Born in Staffordshire, England on June 8, 1815, John Collins came to America around 1825 and later became a locomotive engineer. He moved to Ohio in 1851 to open the Cincinnati, Hamilton, and Dayton (C.H. & D.) Railroad, remaining with the railroad until 1872. Marrying later in life at the age of 58, Collins wed Emma Jane Baird Turner Collins (who was either 37 or 47 and for whom this was her third marriage) in 1873. He died on Jan. 26, 1878 of tuberculosis. He had no children. Emma inherited most of his estate and died in 1894.
Not until August 1896, a good 18 years after John Collins died, was his enormous monument placed on his gravesite. Why? The article detailing the unveiling of the monument mentioned that Collins had left instructions in his will that $10,000 of his estate be spent on his monument. I discovered this week that in court proceedings at the time of his death, Collins requested that land holdings in Iowa be sold and placed in trust with a Covington, Ky. bank (just across the Ohio River from Cincinnati) for the monument and not used until after the death of Emma. That explains the delay.
The front of the monument details John’s life and also serves as a sort of memorial to his fellow railroad engineers.
I did notice an article on John Collins’ Find a Grave.com memorial that made me smile at the understatement. The newspaper reported, “It was not without some trouble that it was removed to the cemetery.” I can only imagine how difficult that task must have been.
My few hours at Woodland that day are precious to me for a number of reasons. One was that I spent it rambling over the hillsides with my cousin Christal Gray-Davis, who I’d always wanted to go hopping with. She and her husband, Ron, live about an hour from Dayton and drove over for the afternoon. I later apologized for the zeal with which I dragged her along with me since we only had a few hours to scour the place. I hope when I return in September that she’ll “hop” with me again if I promise to slow down this time.
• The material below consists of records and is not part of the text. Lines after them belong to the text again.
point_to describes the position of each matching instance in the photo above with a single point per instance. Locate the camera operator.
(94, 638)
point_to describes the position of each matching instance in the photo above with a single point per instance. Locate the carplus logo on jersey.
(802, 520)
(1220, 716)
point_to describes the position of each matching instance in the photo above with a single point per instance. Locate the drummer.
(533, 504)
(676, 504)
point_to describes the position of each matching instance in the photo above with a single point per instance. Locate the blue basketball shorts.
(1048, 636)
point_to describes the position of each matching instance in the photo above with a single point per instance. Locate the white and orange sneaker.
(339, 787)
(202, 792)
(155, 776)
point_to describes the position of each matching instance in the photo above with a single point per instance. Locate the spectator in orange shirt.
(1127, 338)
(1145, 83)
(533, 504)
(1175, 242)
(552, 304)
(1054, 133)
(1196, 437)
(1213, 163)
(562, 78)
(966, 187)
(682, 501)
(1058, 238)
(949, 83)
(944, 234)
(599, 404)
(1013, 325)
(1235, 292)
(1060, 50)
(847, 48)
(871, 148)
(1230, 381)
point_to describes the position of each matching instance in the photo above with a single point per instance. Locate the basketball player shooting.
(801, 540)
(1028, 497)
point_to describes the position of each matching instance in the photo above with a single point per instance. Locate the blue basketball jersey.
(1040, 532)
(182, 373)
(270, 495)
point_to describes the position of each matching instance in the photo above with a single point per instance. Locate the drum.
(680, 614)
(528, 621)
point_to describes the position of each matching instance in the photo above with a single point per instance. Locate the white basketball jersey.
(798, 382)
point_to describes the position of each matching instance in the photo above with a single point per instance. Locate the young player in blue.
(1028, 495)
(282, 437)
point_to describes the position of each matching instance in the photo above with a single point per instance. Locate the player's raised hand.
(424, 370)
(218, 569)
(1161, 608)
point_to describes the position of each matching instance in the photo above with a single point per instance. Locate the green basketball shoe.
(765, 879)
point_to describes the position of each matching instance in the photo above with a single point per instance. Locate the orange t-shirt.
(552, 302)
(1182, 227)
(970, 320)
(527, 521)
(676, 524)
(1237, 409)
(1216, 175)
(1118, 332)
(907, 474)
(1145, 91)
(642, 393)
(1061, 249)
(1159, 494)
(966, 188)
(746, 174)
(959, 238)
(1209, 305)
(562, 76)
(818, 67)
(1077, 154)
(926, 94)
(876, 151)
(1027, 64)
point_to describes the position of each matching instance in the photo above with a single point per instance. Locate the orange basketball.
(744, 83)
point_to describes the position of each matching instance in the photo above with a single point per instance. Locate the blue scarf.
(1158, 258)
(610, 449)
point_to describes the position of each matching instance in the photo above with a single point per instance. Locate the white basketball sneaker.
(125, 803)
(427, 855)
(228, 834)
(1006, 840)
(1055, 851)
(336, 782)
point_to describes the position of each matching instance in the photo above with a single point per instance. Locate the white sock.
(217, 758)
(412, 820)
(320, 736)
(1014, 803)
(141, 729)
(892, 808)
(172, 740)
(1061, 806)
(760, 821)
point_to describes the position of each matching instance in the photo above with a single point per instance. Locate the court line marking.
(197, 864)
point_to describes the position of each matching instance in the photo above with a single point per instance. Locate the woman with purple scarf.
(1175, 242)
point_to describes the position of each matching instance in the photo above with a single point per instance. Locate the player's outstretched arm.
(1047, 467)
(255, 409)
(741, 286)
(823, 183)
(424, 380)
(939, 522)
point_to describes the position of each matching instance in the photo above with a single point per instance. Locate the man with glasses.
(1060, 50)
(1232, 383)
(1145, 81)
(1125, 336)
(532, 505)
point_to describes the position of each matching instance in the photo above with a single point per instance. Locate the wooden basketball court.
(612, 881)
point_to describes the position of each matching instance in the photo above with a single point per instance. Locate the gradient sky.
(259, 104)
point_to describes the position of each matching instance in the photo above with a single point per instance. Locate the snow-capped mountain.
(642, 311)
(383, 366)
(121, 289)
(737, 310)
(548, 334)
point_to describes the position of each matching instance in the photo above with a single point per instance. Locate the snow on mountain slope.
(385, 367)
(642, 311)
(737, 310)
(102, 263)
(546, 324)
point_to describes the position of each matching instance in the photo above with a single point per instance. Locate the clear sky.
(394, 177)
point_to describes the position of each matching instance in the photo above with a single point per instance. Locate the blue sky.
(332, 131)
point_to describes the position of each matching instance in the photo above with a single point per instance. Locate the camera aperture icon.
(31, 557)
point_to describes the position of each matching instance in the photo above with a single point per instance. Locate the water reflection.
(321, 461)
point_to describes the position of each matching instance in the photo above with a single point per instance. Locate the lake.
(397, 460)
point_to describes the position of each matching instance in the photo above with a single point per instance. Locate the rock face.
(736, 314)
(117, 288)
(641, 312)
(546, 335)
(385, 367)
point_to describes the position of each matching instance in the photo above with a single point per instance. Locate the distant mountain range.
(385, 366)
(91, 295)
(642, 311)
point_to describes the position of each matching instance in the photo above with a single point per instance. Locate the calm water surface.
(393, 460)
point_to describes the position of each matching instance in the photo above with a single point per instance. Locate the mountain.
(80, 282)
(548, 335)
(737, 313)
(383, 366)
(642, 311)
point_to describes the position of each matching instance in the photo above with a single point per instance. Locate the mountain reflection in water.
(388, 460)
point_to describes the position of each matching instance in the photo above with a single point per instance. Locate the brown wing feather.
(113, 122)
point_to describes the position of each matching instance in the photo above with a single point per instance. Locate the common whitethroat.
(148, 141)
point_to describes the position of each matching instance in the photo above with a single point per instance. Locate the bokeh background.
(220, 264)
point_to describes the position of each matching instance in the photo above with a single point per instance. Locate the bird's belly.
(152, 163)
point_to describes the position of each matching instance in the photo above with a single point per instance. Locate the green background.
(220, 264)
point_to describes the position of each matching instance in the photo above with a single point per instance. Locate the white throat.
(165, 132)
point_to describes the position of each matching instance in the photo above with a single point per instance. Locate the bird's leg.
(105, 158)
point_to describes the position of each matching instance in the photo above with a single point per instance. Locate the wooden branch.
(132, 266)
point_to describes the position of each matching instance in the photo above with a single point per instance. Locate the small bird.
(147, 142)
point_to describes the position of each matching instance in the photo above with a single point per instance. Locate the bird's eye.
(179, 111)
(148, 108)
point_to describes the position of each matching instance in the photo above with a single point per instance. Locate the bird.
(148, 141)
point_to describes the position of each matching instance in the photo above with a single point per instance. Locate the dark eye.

It was also special because Woodland Cemetery is where so many of my family is buried, some whom I knew and loved dearly, others who died long before I was born. They are branches in my family tree that rest peacefully in a place that was the first cemetery I ever remember visiting. Perhaps the seeds were sewn then for the passion I have now to tell the stories behind the stones.
Farewell, Woodland. I’ll be back soon.